Divino y eterno es el espíritu.
Hacia él, del que somos obra e imagen.
Va nuestro camino; nuestro mayor anhelo es:
Ser como Él, caminar en su Luz.
Pero somos mortales, hechos de barro.
La inercia de una pesada carga nos abruma.
Y aunque nos abriga, cálida y maternal, la naturaleza.
Nos amamanta la tierra, nos da cuna y sepultura.
Y nos invita a permanecer entre sus flores.
La naturaleza no nos da la paz.
Su hechizo maternal es atravesado.
Por la perentoria chispa del espíritu inmortal.
Que, como un padre, convierte en hombre al niño.
Anula la inocencia y nos despierta a la lucha y a la consciencia.

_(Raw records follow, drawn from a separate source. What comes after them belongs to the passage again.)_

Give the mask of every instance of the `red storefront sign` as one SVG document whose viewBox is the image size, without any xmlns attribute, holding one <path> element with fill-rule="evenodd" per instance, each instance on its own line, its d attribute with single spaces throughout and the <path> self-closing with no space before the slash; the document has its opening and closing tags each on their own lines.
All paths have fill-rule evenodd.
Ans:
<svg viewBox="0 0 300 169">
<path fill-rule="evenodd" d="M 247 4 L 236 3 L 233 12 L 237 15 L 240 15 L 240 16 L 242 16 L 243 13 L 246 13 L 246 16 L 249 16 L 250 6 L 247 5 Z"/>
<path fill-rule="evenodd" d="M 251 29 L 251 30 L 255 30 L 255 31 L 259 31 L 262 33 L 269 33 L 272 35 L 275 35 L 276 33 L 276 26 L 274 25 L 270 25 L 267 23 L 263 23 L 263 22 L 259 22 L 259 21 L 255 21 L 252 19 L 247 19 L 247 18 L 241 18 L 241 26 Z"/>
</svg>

Así, entre la madre y el padre.
Así, entre el cuerpo y el espíritu.
Vacila el hijo más frágil de la creación.
El hombre de alma temblorosa, capaz de sufrimiento.
Como ningún otro ser, y capaz de lo más alto:
El amor que espera y confía.
Arduo es su camino, pecado y muerte, su alimento.

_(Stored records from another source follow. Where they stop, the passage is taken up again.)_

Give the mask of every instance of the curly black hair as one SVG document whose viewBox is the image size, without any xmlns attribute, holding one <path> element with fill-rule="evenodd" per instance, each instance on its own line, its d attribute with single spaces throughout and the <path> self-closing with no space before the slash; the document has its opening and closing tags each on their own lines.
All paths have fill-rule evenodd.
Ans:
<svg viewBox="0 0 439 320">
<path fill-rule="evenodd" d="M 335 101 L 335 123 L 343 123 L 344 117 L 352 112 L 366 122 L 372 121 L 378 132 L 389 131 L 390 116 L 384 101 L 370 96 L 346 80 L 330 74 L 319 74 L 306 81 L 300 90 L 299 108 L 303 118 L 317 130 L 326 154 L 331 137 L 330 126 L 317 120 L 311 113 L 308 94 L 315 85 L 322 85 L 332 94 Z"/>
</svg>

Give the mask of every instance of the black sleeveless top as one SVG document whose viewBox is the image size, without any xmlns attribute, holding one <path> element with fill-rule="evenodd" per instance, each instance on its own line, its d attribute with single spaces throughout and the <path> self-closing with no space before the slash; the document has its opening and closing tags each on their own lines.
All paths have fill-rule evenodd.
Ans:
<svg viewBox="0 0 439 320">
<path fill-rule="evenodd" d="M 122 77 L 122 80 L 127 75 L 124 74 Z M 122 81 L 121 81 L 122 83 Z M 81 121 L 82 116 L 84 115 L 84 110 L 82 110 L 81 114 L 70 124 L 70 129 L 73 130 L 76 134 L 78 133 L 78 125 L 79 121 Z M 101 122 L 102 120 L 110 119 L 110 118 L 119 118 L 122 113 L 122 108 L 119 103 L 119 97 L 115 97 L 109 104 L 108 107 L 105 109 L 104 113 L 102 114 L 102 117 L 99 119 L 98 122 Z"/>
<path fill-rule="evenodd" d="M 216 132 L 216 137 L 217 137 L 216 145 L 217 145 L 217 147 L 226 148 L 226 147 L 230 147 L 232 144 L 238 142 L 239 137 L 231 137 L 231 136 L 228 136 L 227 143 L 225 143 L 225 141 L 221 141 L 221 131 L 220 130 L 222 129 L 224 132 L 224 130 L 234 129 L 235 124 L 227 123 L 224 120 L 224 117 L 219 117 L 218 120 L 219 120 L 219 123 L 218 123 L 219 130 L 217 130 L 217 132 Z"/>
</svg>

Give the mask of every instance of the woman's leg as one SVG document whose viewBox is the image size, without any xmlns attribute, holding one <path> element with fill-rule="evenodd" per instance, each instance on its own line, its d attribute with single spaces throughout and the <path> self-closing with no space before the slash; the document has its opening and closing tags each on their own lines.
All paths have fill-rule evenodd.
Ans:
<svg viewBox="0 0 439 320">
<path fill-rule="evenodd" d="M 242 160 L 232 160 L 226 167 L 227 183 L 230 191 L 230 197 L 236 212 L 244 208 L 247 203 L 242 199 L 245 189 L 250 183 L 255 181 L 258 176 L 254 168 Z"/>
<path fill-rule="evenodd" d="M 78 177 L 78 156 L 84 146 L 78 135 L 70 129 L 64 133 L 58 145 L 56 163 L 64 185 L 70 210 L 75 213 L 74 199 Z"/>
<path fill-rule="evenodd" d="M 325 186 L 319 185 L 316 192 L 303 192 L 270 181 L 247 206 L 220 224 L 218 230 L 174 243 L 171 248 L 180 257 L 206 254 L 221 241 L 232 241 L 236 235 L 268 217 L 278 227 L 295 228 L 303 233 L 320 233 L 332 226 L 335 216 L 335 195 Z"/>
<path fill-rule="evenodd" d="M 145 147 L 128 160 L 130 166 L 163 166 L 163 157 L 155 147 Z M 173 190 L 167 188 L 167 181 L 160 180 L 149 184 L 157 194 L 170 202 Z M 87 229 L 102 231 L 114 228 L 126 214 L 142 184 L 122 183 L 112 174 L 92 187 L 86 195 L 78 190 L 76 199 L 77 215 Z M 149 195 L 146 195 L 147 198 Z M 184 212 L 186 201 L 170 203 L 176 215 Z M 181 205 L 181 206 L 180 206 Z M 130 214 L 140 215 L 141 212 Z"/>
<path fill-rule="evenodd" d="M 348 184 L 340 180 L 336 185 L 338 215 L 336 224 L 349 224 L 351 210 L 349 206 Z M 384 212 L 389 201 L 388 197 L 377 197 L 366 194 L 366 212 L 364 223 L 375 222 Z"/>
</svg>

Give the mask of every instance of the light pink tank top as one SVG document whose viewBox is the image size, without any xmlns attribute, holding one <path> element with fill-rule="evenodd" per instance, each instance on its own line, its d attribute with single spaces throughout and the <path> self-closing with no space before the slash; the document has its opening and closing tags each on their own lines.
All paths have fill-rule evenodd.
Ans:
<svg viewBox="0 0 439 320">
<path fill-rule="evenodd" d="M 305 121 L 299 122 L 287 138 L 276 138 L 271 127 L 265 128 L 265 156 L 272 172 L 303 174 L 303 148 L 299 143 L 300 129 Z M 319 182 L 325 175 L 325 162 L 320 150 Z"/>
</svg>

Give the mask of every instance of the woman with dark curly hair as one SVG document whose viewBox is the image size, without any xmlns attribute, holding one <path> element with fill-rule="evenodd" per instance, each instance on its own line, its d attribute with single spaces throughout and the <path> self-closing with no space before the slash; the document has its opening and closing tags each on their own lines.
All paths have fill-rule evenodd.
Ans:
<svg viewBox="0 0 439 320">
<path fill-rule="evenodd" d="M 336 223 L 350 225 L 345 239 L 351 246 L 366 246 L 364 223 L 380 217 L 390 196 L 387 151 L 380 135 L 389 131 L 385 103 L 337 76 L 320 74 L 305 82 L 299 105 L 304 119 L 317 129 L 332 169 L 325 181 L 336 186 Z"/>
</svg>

A menudo se pierde en la oscuridad, a menudo.
Preferiría no haber sido creado.
Pero sobre él resplandece siempre su misión.
Su destino: la luz, el espíritu.
Y sentimos: es él, el acosado por el peligro.
A quien ama el Eterno con amor singular.
Por ello, para nosotros, hermanos pecadores.
Es posible el amor en toda desunión.
Y no es el juicio y el odio.
Sino el amor paciente.
La paciencia amante.
Lo que nos conduce hacia la sagrada meta.